I am Evans sounds simple enough right? As teachers, we find ourselves in a world of multiple personalities, and quite honestly, it takes quite a while before a person ever really figures out her identity as a teacher. So much emphasis in education is placed on the content, the tests, the standards, the frameworks, but so little on the largest framework that determines one's success or failure-relationships and knowing one's personality identity, asserting that for students to see.
When I think about my journey as a teacher, I realize that at first and for a few years, I was simply my old nickname of Mrs. English. I wasn't anything commanding; I wasn't really strong. In a world of private school, I had come from a place where content was king and students magically created written masterpieces without much effort on my behalf. I could be weak and wonderfully survive.
Enter me. Enter the turnaround at my school. Here I was, as green as green could be, and I was largely unprepared for the challenges that would face me. No one really believed in the school. People were nice, but I'm sure they thought the school would be the end of me. But somehow, someway, I survived. And I became Evans.
In college, education schools seem to be based around a perfect world where class management is just about having rituals and routines and emphasizing those routines-all in all, it's a bit person-less, dehumanizing. In the world of education, everyone enters an average classroom where most all students want to work. Unfortunately, no school really preps teachers for the realityland of need they greet when they enter the classroom. And it seems no one really bothers to emphasize how very important these relationships are in the classroom.
Luckily for me, in the turnaround for my school, God provided a wonderful best friend.

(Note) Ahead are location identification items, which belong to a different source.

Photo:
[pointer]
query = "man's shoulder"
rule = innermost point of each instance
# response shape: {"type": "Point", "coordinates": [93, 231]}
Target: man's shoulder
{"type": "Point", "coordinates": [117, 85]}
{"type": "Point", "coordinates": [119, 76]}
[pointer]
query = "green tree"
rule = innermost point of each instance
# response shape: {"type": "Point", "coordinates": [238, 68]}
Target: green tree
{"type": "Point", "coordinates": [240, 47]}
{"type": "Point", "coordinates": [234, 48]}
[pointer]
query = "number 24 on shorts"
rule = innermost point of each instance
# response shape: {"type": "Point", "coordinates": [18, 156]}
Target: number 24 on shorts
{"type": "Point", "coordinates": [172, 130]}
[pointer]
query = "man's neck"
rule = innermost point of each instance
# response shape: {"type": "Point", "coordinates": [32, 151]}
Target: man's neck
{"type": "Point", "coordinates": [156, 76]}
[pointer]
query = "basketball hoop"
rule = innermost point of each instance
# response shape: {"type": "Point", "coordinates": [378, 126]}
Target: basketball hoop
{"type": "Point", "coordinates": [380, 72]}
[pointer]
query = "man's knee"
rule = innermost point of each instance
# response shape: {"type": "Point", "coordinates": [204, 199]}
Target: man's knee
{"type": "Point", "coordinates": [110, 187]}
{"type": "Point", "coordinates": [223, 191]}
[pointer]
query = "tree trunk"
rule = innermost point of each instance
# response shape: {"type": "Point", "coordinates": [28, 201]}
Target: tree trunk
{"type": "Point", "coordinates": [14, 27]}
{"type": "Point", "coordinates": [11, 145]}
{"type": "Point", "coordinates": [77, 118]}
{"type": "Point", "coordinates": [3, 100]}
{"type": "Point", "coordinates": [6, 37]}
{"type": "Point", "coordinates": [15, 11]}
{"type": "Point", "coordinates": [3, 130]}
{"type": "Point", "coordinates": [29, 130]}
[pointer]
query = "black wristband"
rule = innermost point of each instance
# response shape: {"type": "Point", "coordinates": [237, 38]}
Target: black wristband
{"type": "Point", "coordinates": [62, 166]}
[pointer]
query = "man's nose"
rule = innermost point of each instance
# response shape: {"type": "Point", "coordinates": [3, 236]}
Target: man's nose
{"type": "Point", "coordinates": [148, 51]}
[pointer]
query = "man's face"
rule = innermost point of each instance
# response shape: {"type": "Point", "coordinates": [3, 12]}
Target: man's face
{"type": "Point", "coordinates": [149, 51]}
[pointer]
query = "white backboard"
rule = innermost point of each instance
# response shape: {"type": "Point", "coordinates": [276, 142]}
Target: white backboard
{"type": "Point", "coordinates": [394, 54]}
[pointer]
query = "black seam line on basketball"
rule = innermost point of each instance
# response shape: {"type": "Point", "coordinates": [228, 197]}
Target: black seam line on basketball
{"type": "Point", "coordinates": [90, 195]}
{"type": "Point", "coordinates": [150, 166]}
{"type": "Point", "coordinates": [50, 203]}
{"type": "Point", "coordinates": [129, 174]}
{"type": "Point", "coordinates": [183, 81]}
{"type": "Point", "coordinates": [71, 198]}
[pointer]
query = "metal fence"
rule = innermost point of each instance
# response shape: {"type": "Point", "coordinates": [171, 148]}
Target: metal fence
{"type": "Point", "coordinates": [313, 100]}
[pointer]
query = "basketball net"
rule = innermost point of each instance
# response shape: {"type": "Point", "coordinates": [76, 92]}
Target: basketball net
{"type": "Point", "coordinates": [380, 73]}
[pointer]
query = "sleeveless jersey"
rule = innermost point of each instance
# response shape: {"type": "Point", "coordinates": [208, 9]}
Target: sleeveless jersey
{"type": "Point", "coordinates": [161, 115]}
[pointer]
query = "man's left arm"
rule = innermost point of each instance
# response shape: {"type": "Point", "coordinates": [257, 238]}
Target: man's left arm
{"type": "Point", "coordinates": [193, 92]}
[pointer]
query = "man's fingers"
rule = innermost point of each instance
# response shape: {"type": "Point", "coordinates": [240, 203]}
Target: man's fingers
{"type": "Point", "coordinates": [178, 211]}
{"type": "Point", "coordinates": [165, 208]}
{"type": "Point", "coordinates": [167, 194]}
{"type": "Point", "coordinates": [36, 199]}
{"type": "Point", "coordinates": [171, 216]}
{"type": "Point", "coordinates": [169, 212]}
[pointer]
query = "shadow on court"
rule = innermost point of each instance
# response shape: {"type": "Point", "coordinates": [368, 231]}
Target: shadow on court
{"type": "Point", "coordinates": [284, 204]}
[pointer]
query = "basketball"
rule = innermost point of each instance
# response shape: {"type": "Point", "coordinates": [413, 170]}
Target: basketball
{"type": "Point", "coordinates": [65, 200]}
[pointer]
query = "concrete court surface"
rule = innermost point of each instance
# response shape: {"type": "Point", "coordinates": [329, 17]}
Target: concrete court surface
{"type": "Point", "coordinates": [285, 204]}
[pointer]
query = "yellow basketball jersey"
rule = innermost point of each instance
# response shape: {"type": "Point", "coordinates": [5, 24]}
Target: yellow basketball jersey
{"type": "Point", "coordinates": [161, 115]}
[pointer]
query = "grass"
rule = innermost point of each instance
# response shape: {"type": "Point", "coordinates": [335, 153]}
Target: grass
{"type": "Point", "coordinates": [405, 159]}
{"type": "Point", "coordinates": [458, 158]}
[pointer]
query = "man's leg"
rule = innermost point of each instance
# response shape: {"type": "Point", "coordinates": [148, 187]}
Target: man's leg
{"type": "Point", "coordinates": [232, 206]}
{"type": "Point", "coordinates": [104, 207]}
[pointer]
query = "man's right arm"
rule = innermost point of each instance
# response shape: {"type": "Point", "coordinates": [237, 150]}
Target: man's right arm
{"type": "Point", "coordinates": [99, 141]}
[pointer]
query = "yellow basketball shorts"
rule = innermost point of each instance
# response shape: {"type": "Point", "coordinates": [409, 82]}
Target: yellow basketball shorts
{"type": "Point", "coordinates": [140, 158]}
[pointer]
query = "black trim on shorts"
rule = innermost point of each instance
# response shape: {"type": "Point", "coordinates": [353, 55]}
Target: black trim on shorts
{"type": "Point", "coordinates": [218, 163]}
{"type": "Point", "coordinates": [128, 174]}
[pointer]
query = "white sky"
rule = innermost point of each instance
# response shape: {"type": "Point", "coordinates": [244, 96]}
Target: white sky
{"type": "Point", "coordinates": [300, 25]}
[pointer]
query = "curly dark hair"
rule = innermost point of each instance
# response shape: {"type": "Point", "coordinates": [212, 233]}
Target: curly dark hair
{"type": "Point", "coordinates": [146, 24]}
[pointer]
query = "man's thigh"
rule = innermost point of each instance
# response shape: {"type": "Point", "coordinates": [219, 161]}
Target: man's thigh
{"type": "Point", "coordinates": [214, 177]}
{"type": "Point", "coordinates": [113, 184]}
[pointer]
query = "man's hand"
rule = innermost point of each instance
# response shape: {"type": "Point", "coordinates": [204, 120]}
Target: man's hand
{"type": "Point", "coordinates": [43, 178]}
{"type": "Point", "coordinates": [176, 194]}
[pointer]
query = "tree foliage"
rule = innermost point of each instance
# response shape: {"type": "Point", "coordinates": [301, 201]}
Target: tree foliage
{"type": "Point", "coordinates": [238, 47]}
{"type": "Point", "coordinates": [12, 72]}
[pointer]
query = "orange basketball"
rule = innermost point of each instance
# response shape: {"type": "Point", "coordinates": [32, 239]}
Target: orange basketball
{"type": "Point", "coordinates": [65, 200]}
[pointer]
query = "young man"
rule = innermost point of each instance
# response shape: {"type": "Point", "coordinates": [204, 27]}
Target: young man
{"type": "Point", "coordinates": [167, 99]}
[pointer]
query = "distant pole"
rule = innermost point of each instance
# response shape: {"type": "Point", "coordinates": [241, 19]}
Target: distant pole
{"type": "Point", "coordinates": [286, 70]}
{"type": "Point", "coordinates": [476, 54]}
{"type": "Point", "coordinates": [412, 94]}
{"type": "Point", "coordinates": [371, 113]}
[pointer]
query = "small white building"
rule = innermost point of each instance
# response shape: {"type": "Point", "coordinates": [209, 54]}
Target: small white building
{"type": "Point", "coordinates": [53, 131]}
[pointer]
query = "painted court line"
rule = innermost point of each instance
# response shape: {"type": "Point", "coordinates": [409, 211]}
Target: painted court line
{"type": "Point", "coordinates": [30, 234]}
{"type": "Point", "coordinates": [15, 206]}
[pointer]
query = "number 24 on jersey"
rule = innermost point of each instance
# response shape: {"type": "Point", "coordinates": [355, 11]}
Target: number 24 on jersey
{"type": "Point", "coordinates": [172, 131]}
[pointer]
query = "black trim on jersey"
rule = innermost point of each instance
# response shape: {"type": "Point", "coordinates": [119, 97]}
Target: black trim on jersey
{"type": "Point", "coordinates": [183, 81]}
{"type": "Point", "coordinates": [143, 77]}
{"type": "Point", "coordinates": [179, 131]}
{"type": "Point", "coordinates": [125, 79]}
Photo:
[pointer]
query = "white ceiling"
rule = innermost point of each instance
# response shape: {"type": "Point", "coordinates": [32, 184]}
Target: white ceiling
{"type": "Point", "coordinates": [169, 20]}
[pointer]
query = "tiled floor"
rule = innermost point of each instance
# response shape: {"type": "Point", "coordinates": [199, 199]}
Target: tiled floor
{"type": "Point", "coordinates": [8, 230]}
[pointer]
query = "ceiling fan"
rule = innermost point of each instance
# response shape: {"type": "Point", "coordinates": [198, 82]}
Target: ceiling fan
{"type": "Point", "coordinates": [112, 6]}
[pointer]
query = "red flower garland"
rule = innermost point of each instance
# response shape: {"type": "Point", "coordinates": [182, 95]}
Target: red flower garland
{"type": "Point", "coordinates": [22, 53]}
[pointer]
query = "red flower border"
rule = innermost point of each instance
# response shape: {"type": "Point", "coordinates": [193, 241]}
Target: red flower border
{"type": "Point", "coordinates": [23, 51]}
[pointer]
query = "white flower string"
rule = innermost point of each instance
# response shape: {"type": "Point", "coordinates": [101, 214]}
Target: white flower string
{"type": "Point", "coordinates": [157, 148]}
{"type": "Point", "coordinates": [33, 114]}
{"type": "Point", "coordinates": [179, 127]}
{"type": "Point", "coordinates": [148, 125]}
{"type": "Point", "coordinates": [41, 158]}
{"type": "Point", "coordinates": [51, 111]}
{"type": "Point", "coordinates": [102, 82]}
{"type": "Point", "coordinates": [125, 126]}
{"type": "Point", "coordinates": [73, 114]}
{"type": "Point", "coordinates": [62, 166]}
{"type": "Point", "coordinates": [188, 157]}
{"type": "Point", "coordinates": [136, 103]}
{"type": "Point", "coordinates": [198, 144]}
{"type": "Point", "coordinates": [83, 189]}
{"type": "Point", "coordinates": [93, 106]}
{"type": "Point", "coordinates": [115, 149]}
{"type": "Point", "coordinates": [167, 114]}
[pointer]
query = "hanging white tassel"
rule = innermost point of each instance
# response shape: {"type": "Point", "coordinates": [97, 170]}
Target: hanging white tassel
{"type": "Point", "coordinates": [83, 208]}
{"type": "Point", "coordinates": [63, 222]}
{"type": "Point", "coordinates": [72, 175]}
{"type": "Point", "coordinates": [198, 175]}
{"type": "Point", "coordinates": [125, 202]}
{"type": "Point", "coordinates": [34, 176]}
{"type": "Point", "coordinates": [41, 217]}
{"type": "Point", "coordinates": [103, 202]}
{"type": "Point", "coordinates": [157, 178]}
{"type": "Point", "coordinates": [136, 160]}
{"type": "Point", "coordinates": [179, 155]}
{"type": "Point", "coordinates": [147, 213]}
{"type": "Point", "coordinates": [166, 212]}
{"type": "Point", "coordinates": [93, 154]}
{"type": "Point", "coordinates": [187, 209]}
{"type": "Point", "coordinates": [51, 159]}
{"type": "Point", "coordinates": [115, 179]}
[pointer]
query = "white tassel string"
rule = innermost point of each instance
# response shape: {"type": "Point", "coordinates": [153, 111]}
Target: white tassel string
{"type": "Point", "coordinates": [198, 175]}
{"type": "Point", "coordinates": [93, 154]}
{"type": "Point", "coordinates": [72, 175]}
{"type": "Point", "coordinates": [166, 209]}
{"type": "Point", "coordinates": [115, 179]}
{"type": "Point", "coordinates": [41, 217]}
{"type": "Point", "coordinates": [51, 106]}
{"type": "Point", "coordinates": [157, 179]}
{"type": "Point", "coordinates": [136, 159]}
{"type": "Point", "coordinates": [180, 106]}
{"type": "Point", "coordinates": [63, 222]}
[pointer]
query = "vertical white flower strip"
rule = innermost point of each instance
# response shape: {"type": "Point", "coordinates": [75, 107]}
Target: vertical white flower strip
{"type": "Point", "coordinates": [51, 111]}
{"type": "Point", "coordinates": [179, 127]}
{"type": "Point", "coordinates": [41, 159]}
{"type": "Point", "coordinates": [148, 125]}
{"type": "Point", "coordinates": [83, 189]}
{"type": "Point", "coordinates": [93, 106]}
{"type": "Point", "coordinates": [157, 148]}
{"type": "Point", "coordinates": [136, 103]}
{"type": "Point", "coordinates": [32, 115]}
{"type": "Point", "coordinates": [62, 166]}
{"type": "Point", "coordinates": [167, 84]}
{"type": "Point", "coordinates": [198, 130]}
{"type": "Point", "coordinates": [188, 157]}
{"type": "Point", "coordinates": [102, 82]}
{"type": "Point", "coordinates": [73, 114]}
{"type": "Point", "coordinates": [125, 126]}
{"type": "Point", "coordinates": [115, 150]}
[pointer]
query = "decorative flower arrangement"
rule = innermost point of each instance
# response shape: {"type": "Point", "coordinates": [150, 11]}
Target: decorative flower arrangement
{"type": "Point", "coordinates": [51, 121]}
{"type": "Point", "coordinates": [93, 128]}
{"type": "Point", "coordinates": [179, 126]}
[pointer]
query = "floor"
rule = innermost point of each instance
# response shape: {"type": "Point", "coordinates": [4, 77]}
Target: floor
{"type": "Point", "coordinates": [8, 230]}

I remember the day we met clearly. I was dragging in a wagon of my things, preparing to me a working "single" mom for the first time in two years, fresh out of my Masters and this bold, courageous, definitely not Southern teacher CARRIES my things including my wagon up the stairs. She said something about coming off of 250, so I definitely thought she was a weightlifter for a while. And figurative weightlifter she was. I owe so much to her coattails, and owe so much to her teacher wisdom I hadn't gained from anywhere else.
Of course, I should mention that because I thought her teaching swag was so wonderfully amazing, when I found out I'd be teaching with her, I went home and cried the entire weekend, knowing I would never measure up to her amazing posters, incredible plans, and overall comfort with public education. Little did I know that she would become the most powerful teaching mentor I've had in my life.
All of my thoughts here today are disjointed. I have so much running through my head. I am sure I will continue to edit and make sense of what I want to say. But for now, I am Evans.